Gasflasche oder Energiestation: immer gut versorgt

Mit Flaschengas sind Bauunternehmen flexibel unterwegs: Es lässt sich leicht transportieren und fast überall nutzen – und gerade dort, wo keine Stromversorgung zur Verfügung steht, ist Flüssiggas besonders nützlich. Gasflaschen stehen in Deutschland in vielen verschiedenen Größen und für viele verschiedene Anwendungen bereit: von der Gasflasche für die Beheizung von Bauwagen über die Staplergasflasche für alle Arten von Flurförderfahrzeugen oder Kommunalfahrzeugen bis hin zur größeren Gasflasche, die sich besonders gut für die Bautrocknung oder für den Straßenbau eignet.

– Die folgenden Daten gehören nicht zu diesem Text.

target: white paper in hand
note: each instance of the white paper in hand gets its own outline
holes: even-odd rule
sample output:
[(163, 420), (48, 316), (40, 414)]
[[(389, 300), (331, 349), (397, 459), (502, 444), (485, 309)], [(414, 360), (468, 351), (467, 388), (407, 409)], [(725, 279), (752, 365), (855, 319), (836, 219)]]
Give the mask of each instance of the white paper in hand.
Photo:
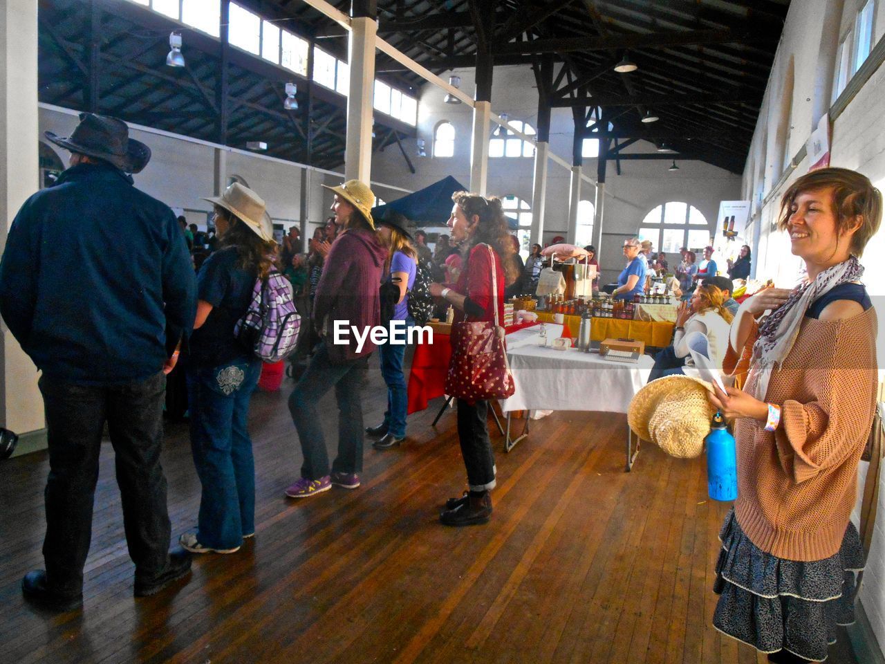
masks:
[(689, 332), (685, 336), (684, 342), (689, 346), (689, 354), (694, 361), (694, 367), (686, 365), (682, 370), (687, 376), (700, 378), (707, 382), (715, 382), (722, 391), (725, 385), (719, 367), (710, 359), (710, 340), (703, 332)]

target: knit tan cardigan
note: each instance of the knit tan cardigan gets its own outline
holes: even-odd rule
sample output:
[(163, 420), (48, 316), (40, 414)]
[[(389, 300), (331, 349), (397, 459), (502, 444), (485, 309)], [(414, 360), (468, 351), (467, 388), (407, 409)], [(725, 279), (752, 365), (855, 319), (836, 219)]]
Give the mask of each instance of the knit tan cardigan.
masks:
[[(762, 551), (820, 560), (839, 550), (858, 489), (858, 463), (873, 423), (878, 381), (876, 314), (843, 320), (805, 318), (766, 401), (781, 406), (773, 433), (751, 418), (735, 425), (737, 522)], [(746, 372), (754, 328), (727, 373)], [(753, 376), (744, 386), (752, 391)]]

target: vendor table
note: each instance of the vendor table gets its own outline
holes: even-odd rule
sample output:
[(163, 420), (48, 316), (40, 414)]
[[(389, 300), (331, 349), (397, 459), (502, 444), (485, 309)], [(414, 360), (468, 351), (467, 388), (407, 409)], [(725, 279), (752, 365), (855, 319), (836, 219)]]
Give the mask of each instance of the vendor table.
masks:
[[(553, 314), (537, 312), (538, 320), (552, 322)], [(571, 336), (576, 336), (581, 328), (581, 316), (565, 316)], [(673, 341), (673, 323), (662, 320), (630, 320), (620, 318), (594, 318), (590, 328), (591, 341), (604, 339), (635, 339), (647, 346), (666, 348)]]
[[(534, 339), (528, 338), (530, 333)], [(505, 449), (528, 435), (529, 418), (522, 433), (510, 436), (510, 414), (519, 410), (593, 411), (627, 413), (634, 395), (648, 382), (654, 360), (642, 355), (638, 362), (614, 362), (604, 359), (598, 352), (582, 352), (577, 349), (558, 351), (539, 345), (535, 328), (519, 333), (520, 344), (508, 344), (507, 357), (516, 384), (510, 398), (499, 402), (507, 413)], [(633, 467), (639, 442), (633, 449), (633, 433), (627, 427), (627, 470)]]

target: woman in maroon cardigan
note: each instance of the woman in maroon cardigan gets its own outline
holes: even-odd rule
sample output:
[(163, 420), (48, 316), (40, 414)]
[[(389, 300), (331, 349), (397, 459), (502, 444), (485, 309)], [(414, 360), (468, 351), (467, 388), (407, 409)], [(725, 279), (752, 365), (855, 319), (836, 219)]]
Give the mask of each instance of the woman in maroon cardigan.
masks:
[[(460, 244), (466, 257), (454, 288), (430, 284), (430, 293), (442, 297), (458, 311), (456, 320), (495, 320), (492, 276), (497, 285), (497, 320), (504, 321), (504, 290), (519, 274), (505, 273), (512, 268), (508, 257), (513, 251), (507, 220), (498, 198), (458, 191), (449, 218), (451, 241)], [(489, 253), (488, 247), (492, 248)], [(489, 439), (486, 419), (488, 401), (458, 399), (458, 437), (467, 469), (469, 490), (459, 498), (446, 501), (440, 521), (447, 526), (486, 523), (492, 513), (489, 491), (495, 487), (495, 455)]]

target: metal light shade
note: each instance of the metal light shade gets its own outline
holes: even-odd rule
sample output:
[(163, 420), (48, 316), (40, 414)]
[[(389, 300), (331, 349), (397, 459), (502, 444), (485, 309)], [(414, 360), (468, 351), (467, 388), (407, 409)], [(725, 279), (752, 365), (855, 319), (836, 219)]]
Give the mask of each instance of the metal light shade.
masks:
[[(460, 76), (450, 76), (449, 77), (449, 85), (450, 85), (452, 88), (460, 88), (461, 87), (461, 77)], [(454, 95), (452, 95), (450, 93), (448, 94), (448, 95), (446, 95), (445, 98), (442, 101), (444, 101), (446, 104), (460, 104), (461, 103), (460, 99), (458, 99), (457, 97), (455, 97)]]
[(169, 48), (172, 50), (166, 56), (166, 65), (171, 67), (183, 67), (184, 56), (181, 55), (181, 33), (170, 33)]
[(614, 70), (618, 73), (629, 73), (630, 72), (635, 72), (637, 69), (639, 69), (639, 66), (627, 58), (626, 53), (620, 58), (620, 62), (614, 66)]
[(184, 56), (181, 55), (181, 49), (173, 47), (173, 50), (169, 51), (169, 55), (166, 56), (166, 65), (171, 67), (184, 66)]

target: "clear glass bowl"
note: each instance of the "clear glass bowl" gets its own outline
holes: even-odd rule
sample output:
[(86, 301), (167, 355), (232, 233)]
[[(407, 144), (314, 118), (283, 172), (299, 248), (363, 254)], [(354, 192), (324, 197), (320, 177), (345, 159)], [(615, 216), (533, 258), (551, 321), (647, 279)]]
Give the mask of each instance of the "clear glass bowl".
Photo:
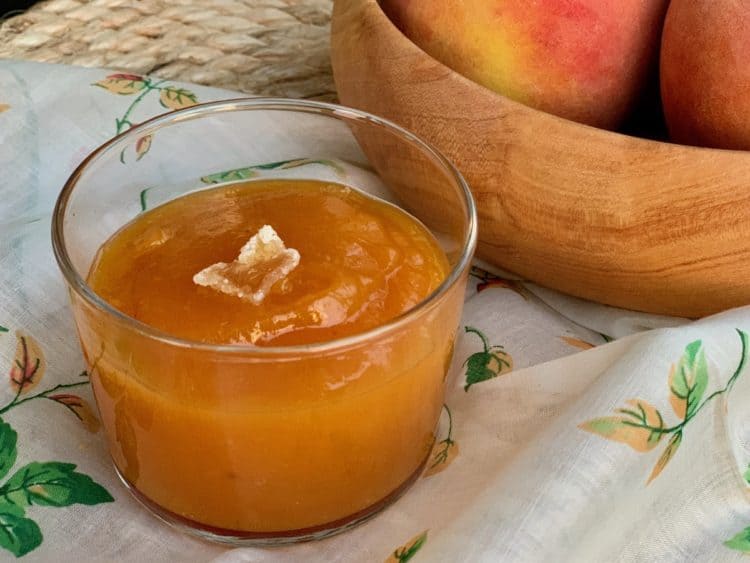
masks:
[[(146, 206), (263, 174), (334, 179), (395, 202), (433, 230), (450, 274), (382, 326), (286, 347), (175, 338), (86, 283), (99, 247)], [(335, 105), (203, 104), (98, 148), (63, 188), (52, 237), (123, 483), (163, 520), (243, 545), (325, 537), (393, 502), (434, 442), (476, 230), (468, 187), (444, 157)]]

Wer auf einer Baustelle flexible und schnell verfügbare Energie in größerer Menge benötigt, kann auf eine mit Flüssiggas betriebene Energiestation zurückgreifen. Diverse Flüssiggas-Versorgungsunternehmen haben solche Stationen im Angebot. Eine Energiestation kombiniert in einem platzsparenden Container einen Flüssiggasbehälter flexibler Größe mit einem Verdampfer. Die Station liefert bedarfsgerecht Energie, wenn für ein Gebäude beispielsweise aufgrund von Umbaumaßnahmen eine temporäre Wärmeversorgung benötigt wird.